I dunno, I’m not too knowledgeable to the technical stuff, I just know that the other programs I’ve used in the past did with little issue and they didn’t lag for me, but the cursor problem is pretty common in open-source software for some reason, I guess because everyone pools their knowledge.
It isn’t really a big deal or anything if major changes have to be made for it, I just found it a bit strange because I’m coming off commercial software. I can probably adapt to it with practice.
Could we have an outline of the brush shape in the cursor? Or at least a line showing the angle of the brush?
See also my request here http://community.mypaint.org/t/flat-brush/285 about easily change the brush rotation.
Just a thought:
Maybe doing a switch from soft to hard cursor when you start drawing would solve a possible lag, if there’s any (maybe it’s just premature optimization?).
That way you have feedback from the cursor when not drawing, and from the effect when drawing.
Yeah, that’s a possibility. Some mini-ring that reflects the tilt maybe? So let’s talk UX for this. Here’s the back-and-forth in my head…
- Let’s say the user is zoomed all the way in and using a huge brush
- They’re gonna want to see where their cursor is centred.
- Perhaps the outline ring will be bigger than their screen.
- So maybe the ring is software and they get a little + cursor to show the centre?
- That little hardware “+” might be hidden if it’s bigger than the ring though
- Or replaced with a hardware cursor ring? We’re taking about 32 or 48 pixels here, hardware issues won’t really apply.
- It’ll update quickly even if the ring lags.

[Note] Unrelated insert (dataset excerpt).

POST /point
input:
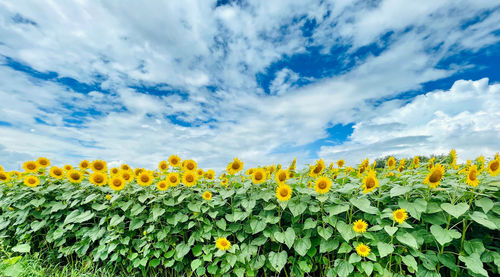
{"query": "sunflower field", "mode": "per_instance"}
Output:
(423, 217)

- Eyes focus on centres of things when doing. Ppl have real tunnel vision!
- But where you’re not focused, you spot motion better. Blame our evolution for this. There might be a leopard lurking where you’re not looking directly!
- Perhaps the inevitable software/hardware lag won’t be that disturbing if artists are fixating on the middle “+”. It’s worth testing.
- Some users are very particular about the look of the drawing cursor.
- Need to keep redraws minimal to avoid lag.
- Is there a good algorithm for deciding what tiles need redraws based on a ring shape (probably an elliptical one, angled for tilt)
- The rendering cache we already have will help a lot during these redraws.
While the stylus is in contact with the drawing surface, do we need the same level of visual cursor feedback as when the stylus is hovering? I think a lot of the feedback here is provided by the brushstroke itself rendering. We could diminish the cursor to just the “+”, just a maximum-sized hardware ring-and-“+”, or nothing at all.
For me personally, the cursor is mostly important so that I can see where to begin the stroke.
It can be useful during the stroke too, when the stroke lags behind the stylus. Some sort of indicator would be sufficient for that.
Perhaps we could have a hardware ring as long as the brush size is within the maximum sized ring. If the brush is larger, then use a + with no ring.
Ok, that seems hard…
Related: intersection - Ellipsoid v. Box collision detection - Game Development Stack Exchange
It’s about ellipse-rectangle collision detection, but the interesting idea is to apply an inverse matrix transform to everything, making the ellipse transform into a circle, and the rectangles become quadrilaterals.
That way you could check if all 4 points are either inside or outside the circle, which is just distance from the center (all that after filtering by bounding box or whatever).
I don’t see this as a deal breaker, just a minor inconvenience.